O próximo passo é da sua escolha, não há cartilha a ser seguida. Há aqueles que seguem à risca as fases do luto: negação, raiva, depressão, barganha e aceitação: - Não, a gente só deu um tempo, assim que as ideias arejarem a gente volta. - Que ódio daquele(a) infeliz! - Por quê eu? O que eu fiz de errado? - E se eu chegasse de surpresa na casa dele(a) com um rolo de carta escrito mil eu te amos em 56 línguas? - Se ainda sofro por ele(a)? Jamais! Superei!
Há aqueles que não têm paciência e recorrem a um recurso infalível: o chocolate. Produto largamente utilizado para a cura, ou suavização, da famigerada TPM, também serve de poderoso aliado aos que sofrem por amor. Embora seja paliativo e a sensação de culpa, por devorar uma barra de "Kit Kat" em segundos, seja, praticamente, instantânea, o chocolate é um amigo que não te julga, e não faz questionamentos sobre suas escolhas.
Passada a confirmação do fim, vem a melhor - e mais perigosa - parte: a abstração. Cada um faz o que dá na veneta: há os que enfiam o pé na jaca, chapam o coco e caem na balada, fazendo a linha "rede de arrasto" e pegando geral, como se não houvesse amanhã, nem a ameaça da tia Sida. Há aqueles que fazem a linha psicótico-maníaco-depressivo e lançam mão do bom e velho network e resolvem dar uma chance para aquele(a) que vinha dando bola desde o natal de 97. E há sempre aquela pessoa que resolve reunir a galera e faz o peregrino no muro das lamentações - ai aguenta! Não demonstrar solidariedade pelo pé-na-bunda alheio é infração gravíssima, sem direito à condicional.
Se a relação é longa, não se iluda; há sempre contas a serem acertadas a posteriori. Tenho um amigo que é obrigado a conviver com um ex por causa de um bendito cãozinho que compraram juntos. Como o animalzinho é igualmente afeiçoado aos dois donos, ele é obrigado a aturar as visitas do ex com frequência e se desvencilhar da vontade de fazer um revival.
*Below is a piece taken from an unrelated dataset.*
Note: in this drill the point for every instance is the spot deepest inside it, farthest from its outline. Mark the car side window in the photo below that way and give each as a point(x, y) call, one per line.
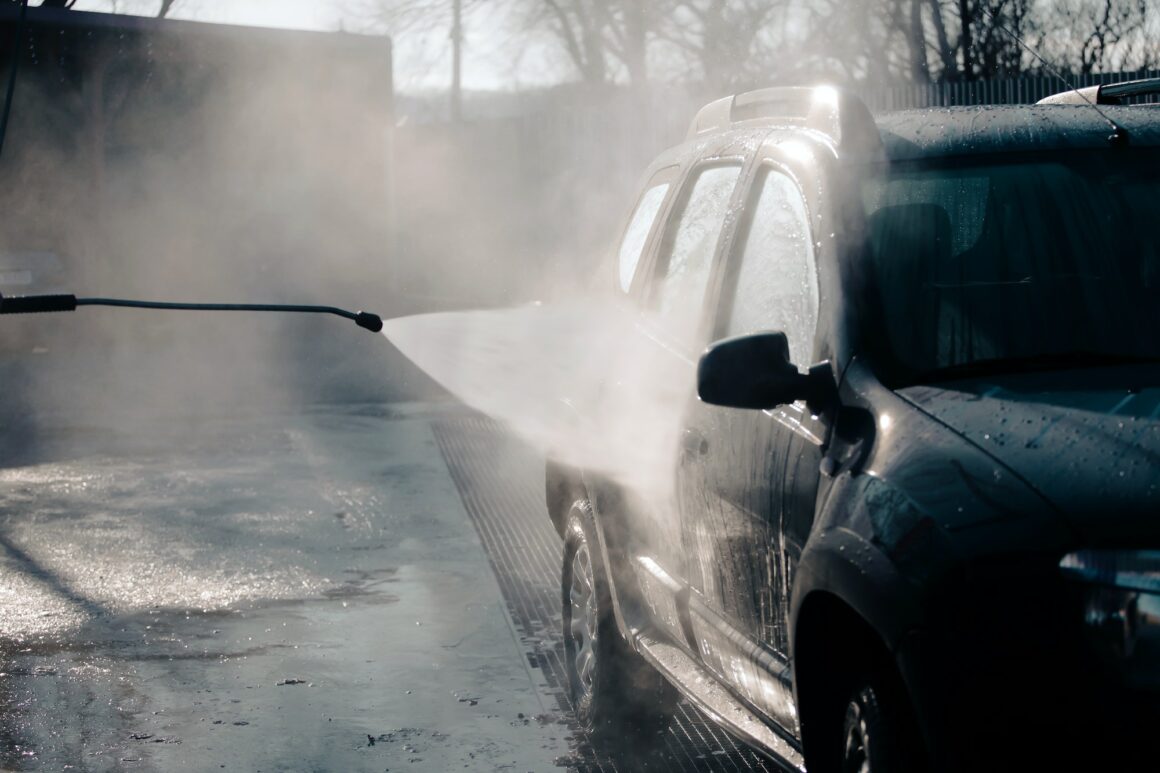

Caso a decisão seja tomada em comum acordo - coisa que raramente aconteceu comigo - fica aquela velha promessa de ficarem amigos. - Não, a gente sempre teve tanta afinidade, né? Não podemos deixar isso acabar - diz um ao outro. De tão encardida, essa promessa amarela como o sorriso de quem a fez. Salvo raras exceções, não conheço casal que ficou amigo após um término. Se a relação era tão saudável, por que raios se separaram, não é verdade?
Verdade seja dita, não importa se você faz o estilo recalcado(a) ou conformado(a), se você é do tipo que se arrepende de terminar minutos após a decisão, ou se sua madrinha fez macumba para o seu namoro michado acabar. Todo mundo sofre, cada um à sua maneira e a seu tempo, com o término de um namoro.
Lugares em comum, hábitos adquiridos, manias execradas de um e do outro, tudo isso faz falta e ajuda a gente a ter aquela sensação de missão cumprida. Não importa se não houve o "felizes para sempre", o que vale é ajudar a escrever um capítulo na vida do outro.